Meningioma: What Is It?
A tumor called a meningioma develops from the meninges, the membranes that cover your brain and spinal cord.
Although it isn’t strictly a brain tumor, it is classified under this heading since it may pinch or compress the nearby brain, nerves, or blood vessels.
The most frequent kind of brain tumor is meningioma.
Most meningiomas develop extremely slowly, often over a long period without showing any symptoms.
However, in certain cases, their impact on surrounding brain tissue, nerves, or arteries may result in severe impairment.
Meningiomas may happen at any age; however, they are more often seen in female patients and are frequently diagnosed later in life.
The signs of meningioma
Meningioma signs and symptoms often appear gradually and might initially be extremely inconspicuous.
The following signs and symptoms may occur depending on where the tumor is located in the brain or, less often, the spine:
- Alterations in vision, such as double vision or fuzziness
- Increasingly severe headaches
- Loss of hearing or ringing in the ears
- Loss of memory
- Scent disappears
- Your arms or legs feel flimsy
- Causes of meningioma
It is unclear what causes meningiomas. The cause of certain meningeal cells’ altered ability to proliferate uncontrollably and develop into a meningioma tumor is known to medical professionals.
Meningioma is the diagnosis
Because a meningioma often grows slowly, diagnosing one may be challenging.
Meningioma symptoms might sometimes be undetectable and misinterpreted for other medical illnesses or aging-related symptoms.
You can be sent to a medical professional who specializes in neurological problems if your primary care physician believes that you have a meningioma (neurologist).
A neurologist or neurosurgeon will do an extensive neurological examination and then order an imaging test, such as:
- Computerized Tomography (CT) Scan
- Magnetic resonance imaging (MRI)
In rare circumstances, a biopsy may be required to examine a sample of the tumor to rule out other tumor forms and confirm a meningioma diagnosis.
- Meningioma therapy is determined by several variables, including:
- Your meningioma’s size and location
- The tumor’s growth rate or degree of aggressiveness
- Age and general health
If the tumor is found on the front or surface convexity of the brain, meningiomas may be easily treated surgically.
Until the tumor has become big, patients may not have any symptoms at all.
On the other hand, some individuals arrive with a tiny tumor and report having had symptoms.
Meningioma may result in headaches, seizures, and alterations in vision, smell, or hearing, depending on where the tumor is located.
The first approach for the majority of meningioma patients we treat is to monitor the tumor with recurrent MRI scans, particularly for those whose tumors are asymptomatic.
If the tumor is tiny and the patient is asymptomatic, serial imaging with an MRI is extremely feasible.
On the other hand, neurosurgeons must decide if surgery is a possibility if the tumor is producing symptoms like double vision, limb weakness, blindness, paralysis, or seizures.
Meningioma removal surgery should ideally include removing a one-centimeter margin around the tumor.
This kind of excision isn’t usually achievable, particularly around the base of the skull.
A skull base neurosurgeon must be consulted about these deep-seated malignancies in the skull base.
We provide radiosurgery as an alternative treatment for individuals who are poor surgical candidates, have recurrent tumors, or have requested it.
When administering such a high dosage of radiation to the brain, it is important to be as precise as possible. The most accurate radiosurgery device currently in use is called gamma knife stereotactic radiosurgery.
Gamma Knife stereotactic radiosurgery, in contrast to surgery, does not completely eradicate a tumor; instead, it renders the tumor inactive and prevents it from spreading.
So, to track tumor progression or lack thereof, the patient will need regular serial MRI scans.

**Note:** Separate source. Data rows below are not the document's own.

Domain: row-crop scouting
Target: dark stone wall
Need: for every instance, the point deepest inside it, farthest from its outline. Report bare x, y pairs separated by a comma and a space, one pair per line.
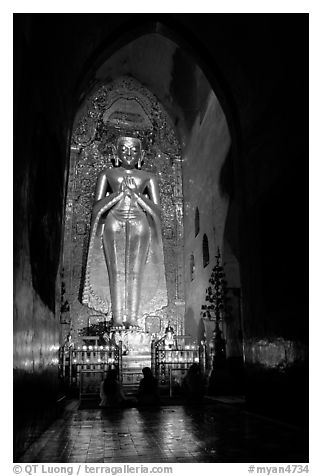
258, 68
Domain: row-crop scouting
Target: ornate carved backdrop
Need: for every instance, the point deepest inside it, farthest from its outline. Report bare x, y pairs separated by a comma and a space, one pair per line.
124, 107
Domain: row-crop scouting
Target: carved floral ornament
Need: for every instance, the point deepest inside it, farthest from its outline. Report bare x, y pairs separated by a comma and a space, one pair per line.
125, 107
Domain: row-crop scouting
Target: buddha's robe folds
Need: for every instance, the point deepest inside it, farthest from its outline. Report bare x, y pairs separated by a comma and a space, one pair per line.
125, 264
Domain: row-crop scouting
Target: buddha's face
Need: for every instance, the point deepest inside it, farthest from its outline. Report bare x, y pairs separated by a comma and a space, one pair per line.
129, 151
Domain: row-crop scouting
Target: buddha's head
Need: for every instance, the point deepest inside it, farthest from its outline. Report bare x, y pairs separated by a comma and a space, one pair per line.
129, 151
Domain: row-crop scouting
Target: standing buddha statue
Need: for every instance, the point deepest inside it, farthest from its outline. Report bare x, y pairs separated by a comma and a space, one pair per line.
125, 265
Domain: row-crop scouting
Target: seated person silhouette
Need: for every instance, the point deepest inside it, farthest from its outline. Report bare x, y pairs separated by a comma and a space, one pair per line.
193, 385
111, 392
148, 390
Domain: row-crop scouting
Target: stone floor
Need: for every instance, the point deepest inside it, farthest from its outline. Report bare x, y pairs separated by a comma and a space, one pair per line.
214, 432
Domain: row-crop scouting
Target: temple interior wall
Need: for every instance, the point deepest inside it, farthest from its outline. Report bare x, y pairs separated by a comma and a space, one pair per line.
204, 156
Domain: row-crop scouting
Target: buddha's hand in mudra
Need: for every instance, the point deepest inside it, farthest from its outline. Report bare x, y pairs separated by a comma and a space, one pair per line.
128, 186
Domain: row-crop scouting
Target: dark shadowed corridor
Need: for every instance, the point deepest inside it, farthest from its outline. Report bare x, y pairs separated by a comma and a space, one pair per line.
212, 433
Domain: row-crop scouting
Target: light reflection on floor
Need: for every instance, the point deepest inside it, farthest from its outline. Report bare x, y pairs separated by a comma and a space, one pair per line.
212, 433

We provide a wide range of therapy alternatives. We could think about CyberKnife or proton radiation treatment if Gamma Knife is not a possibility.

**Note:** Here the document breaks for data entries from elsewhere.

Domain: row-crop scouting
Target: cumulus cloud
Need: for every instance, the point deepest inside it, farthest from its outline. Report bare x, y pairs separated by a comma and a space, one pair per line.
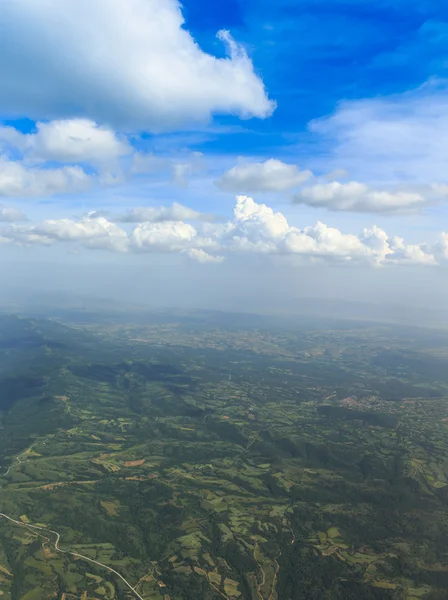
18, 180
390, 139
91, 233
270, 176
254, 229
67, 141
9, 214
132, 64
153, 214
358, 197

The neurosurgery department is skilled in minimally invasive endoscopic procedures, such as exclusively endonasal approaches to eliminating certain skull base malignancies.
Using a luminous dye that causes tumor cells to glow, we may perform a novel operation that helps to guarantee that the whole tumor is eliminated thanks to Medicine’s Center for Precision Surgery.

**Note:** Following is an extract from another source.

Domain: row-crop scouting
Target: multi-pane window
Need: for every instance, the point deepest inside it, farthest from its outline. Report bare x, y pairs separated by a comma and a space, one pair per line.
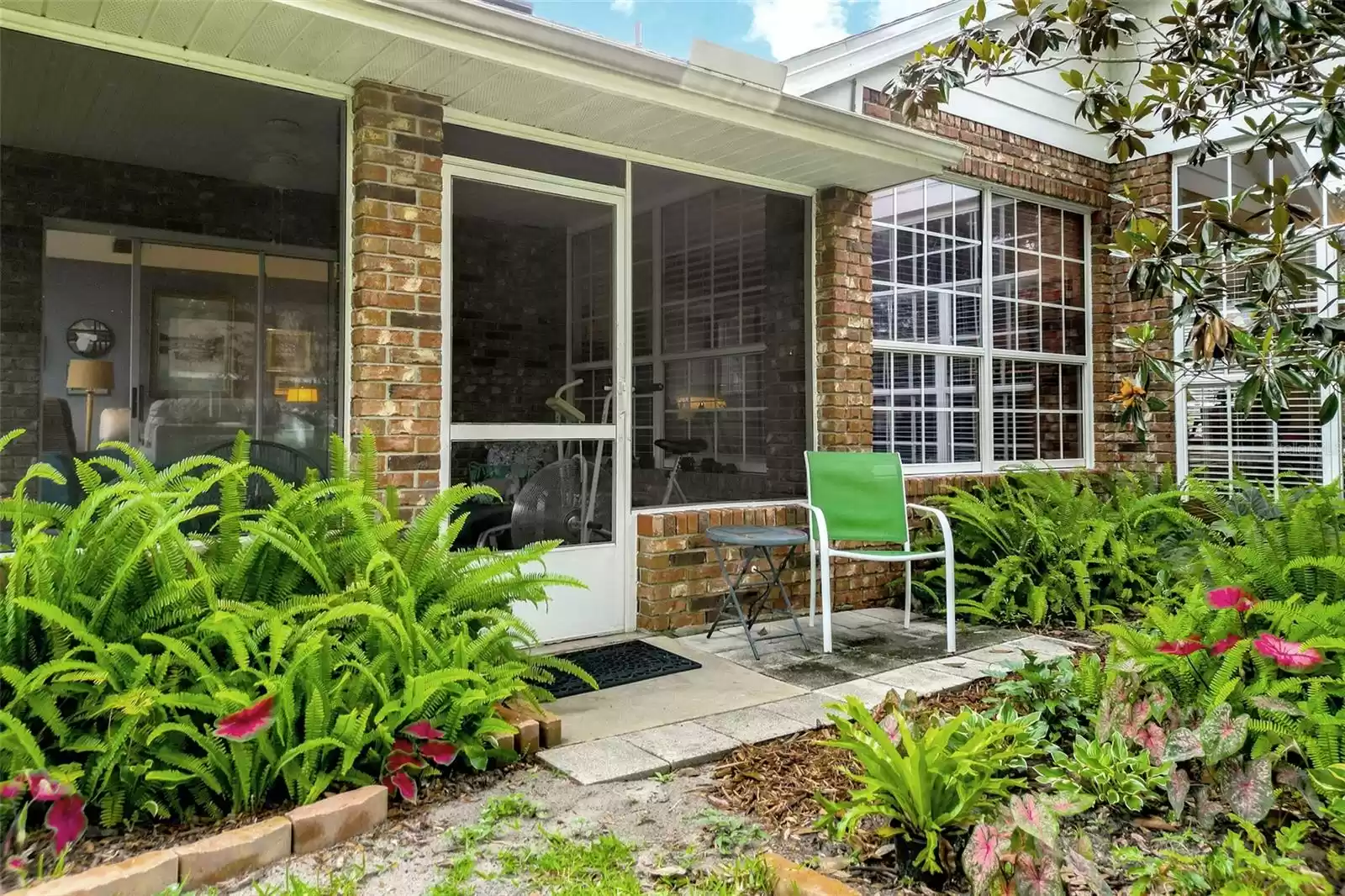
1217, 441
947, 259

Once a meningioma has been removed, doctors at the Penn Center for Personalized Diagnostics may examine the tumor to look for certain targetable mutations that may be treatable with a targetable drug.
For meningioma patients, surgery to entirely remove the tumor results in the best outcomes.
Certain circumstances, such as when the tumor affects the medial sphenoid wing, orbital, tentorial, clival, and posterior parasagittal tumors, may merit partial removal if total removal may impair the patient’s neurological function.
Radiation treatment may lower the incidence of recurrence when the tumor cannot be entirely eradicated.
When treating meningiomas close to the optic nerves or brainstem, stereotactic radiation is very helpful in reducing the dosage to nearby tissues.
How is meningioma treated when it returns?
Depending on the location of the recurrence, surgery will often be done once more.
Radiotherapy may be an option if this is not feasible or if the tumor cannot be removed.